Thriller traité sur un ton tragi-comique tangentant parfois le grotesque, l'histoire est plutôt amusante. Scènes de morts et de désolation mises à part, le récit est léger, car les morts de la ville sont anonymes alors que les survivants de la colline sont ceux dont on réalise qu'on espère la réussite de l’incroyable entreprise.
"Les Pestiférés" met en scène un petit groupe de cyniques compétents qui traversent la peste en faisant passer leur survie avant toute autre considération, et, face à l'adversité qui les menace, on leur souhaite le meilleur.

A la fin (et, volontairement, je ne spoile pas), le monde rattrape les échappés de Devilliers. Le récit prend alors un sens politique, car Dieu et le Roi ne toléreront pas que vivent, hors la loi commune et dans le péché, des hommes et des femmes qui auraient fait sécession de la société humaine. Le – rare – Pagnol politique s'exprime ici, celui qui croyait à la nécessite d'un nouveau contrat social.

"Les Pestiférés" est un bon récit, solide, efficace, captivant. Au scénario s'ajoute un dessin qui soutient parfaitement l'histoire.

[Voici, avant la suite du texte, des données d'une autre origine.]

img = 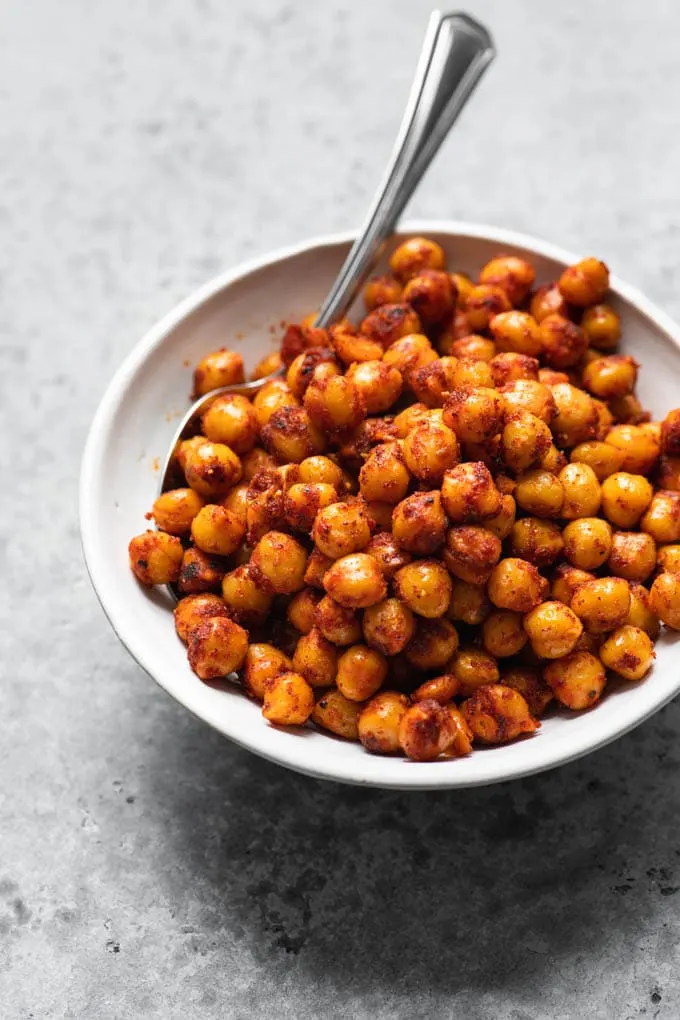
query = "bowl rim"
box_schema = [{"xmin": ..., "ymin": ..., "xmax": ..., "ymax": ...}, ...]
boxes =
[{"xmin": 79, "ymin": 219, "xmax": 680, "ymax": 791}]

Larges paysages méditerranéens, intérieurs bourgeois, rues tortueuses, effrayantes scènes de mort de masse, tout est juste, dans un ton un peu passé qui dit bien l'ancienneté de l'histoire sans oublier les explosions de couleur (parfois sombres) qui soulignent les moments éprouvants.

Les Pestiférés,  Scotto, Stoffel, Wambre

Commentaires

Anudar a dit…
Je me souviens en effet de ce texte inachevé qui m'avait fait forte impression à ma lecture du "Temps des amours" quand j'avais dix ans. J'ignorais que Pagnol en eût un jour dévoilé la fin à qui que ce soit.

Tu peux t'attendre à ce que je le lise, cet album... Merci !
Gromovar a dit…
Alors, tu me diras ce que tu en as pensé.
Jourdan a dit…
Je crois qu'il y a même une version prévue en provençal.
De magnifiques vues de Marseille en plus!
Merci de rendre hommage à Pagnol.
Gromovar a dit…
Ah, la version en provençal, ça serait très cool. Je cherche plus d'infos.
Tororo a dit…
Je vais le lire aussi!
Gromovar a dit…
Allez, on ouvre le Mois Pagnol :)
Baroona a dit…
Vraiment une bonne collection, à mon sens, que ces adaptations de Pagnol par Scotto et Stoffel, du moins pour celles que j'ai lues - une bonne partie donc. D'ailleurs, histoire d'avoir un avis compétent, tu en as lu d'autres ?
Jourdan a dit…
Pour la version en provençal,il y avait déjà "La gloire de mon père",mais les éditions Bamboo pourrait poursuivre.. Affaire à suivre.
Gromovar a dit…
@ Baroona : J'avais lu Le Schpountz

@ Jourdan : Vu, merci.
Médéric a dit…
Bravo pour cette chronique sur "Les pestiférés" et vive Marseille Pagnol!